Up for Debate: MLB Institutes New Challenge Rule

Spring is finally here, and for baseball fans, that means one thing: Major League Baseball (MLB) is starting up again. For many, this brings great joy, competitive spirits, and passion. For others, such as major league managers, this brings the occasional headache, high tantrums, and shouting matches with umpires. Issuing managers “challenges” could prevent many arguments and just “let the players play.”

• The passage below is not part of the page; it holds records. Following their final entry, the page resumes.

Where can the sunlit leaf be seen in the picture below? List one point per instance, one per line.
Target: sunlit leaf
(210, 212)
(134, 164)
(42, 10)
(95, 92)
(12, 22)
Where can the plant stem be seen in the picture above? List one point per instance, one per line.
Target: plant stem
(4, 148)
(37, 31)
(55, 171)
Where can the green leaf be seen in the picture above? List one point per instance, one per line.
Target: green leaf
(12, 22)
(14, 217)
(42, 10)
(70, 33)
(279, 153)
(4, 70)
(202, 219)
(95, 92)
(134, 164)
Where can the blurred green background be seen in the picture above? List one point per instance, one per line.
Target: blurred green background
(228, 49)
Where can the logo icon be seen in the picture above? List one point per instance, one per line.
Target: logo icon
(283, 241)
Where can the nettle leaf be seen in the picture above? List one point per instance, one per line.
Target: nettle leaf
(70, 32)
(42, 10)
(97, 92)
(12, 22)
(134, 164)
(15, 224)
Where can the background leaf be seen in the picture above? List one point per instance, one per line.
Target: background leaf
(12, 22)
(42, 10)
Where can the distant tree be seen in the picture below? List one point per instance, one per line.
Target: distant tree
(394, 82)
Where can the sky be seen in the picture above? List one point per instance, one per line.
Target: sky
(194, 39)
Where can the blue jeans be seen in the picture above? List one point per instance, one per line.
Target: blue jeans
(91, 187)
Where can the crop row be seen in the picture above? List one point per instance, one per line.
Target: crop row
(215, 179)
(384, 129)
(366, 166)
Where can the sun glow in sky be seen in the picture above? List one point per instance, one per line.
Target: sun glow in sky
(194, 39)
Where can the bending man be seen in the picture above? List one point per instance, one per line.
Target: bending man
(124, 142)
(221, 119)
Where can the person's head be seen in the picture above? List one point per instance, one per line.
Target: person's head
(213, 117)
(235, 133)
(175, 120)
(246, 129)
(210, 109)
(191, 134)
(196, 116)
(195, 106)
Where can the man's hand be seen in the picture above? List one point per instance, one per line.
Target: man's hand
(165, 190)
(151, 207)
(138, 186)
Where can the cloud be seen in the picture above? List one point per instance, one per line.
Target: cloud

MLB has a history of missing obvious calls regarding whether a player is ruled “safe” or “out” running to first base, missing strike zone pitches, etc. This has resulted in managers storming out of the dugout, ready to kick dirt and receive a nice, warm ejection from the umpire. An ejection is when a manager, coach, or player is kicked out of the game due to some form of misconduct. In the 2013 season, there were 180 MLB ejections (closecallsports).  In an effort to reduce these ejections, MLB should allow managers to have “challenges.” For those familiar with football a coach is allowed two challenges (if successful on both, he is issued three) in an NFL game. A “challenge” occurs when a coach questions a call or ruling on the field from the referee’s original call. They would then review the call using video replay and talk amongst themselves to make a final call. If MLB were to give its managers a challenge, it would prevent managers from getting ejected and instead, give the umpires a chance to fix their possible mistaken call without drama. Players are called “out” too often when they are clearly safe. However, after the umpire has made their calls, the play cannot be overturned.  Here is how the new system is supposed to work: Each manager enters the game with one challenge. If he uses his challenge and any part of the play is overturned, he keeps his challenge. He can only use it one more time afterwards, though, making the limit two per game.

This new system should save lots of debate between managers and umpires. It is an effective way to reduce the number of missed calls and make MLB games more fair.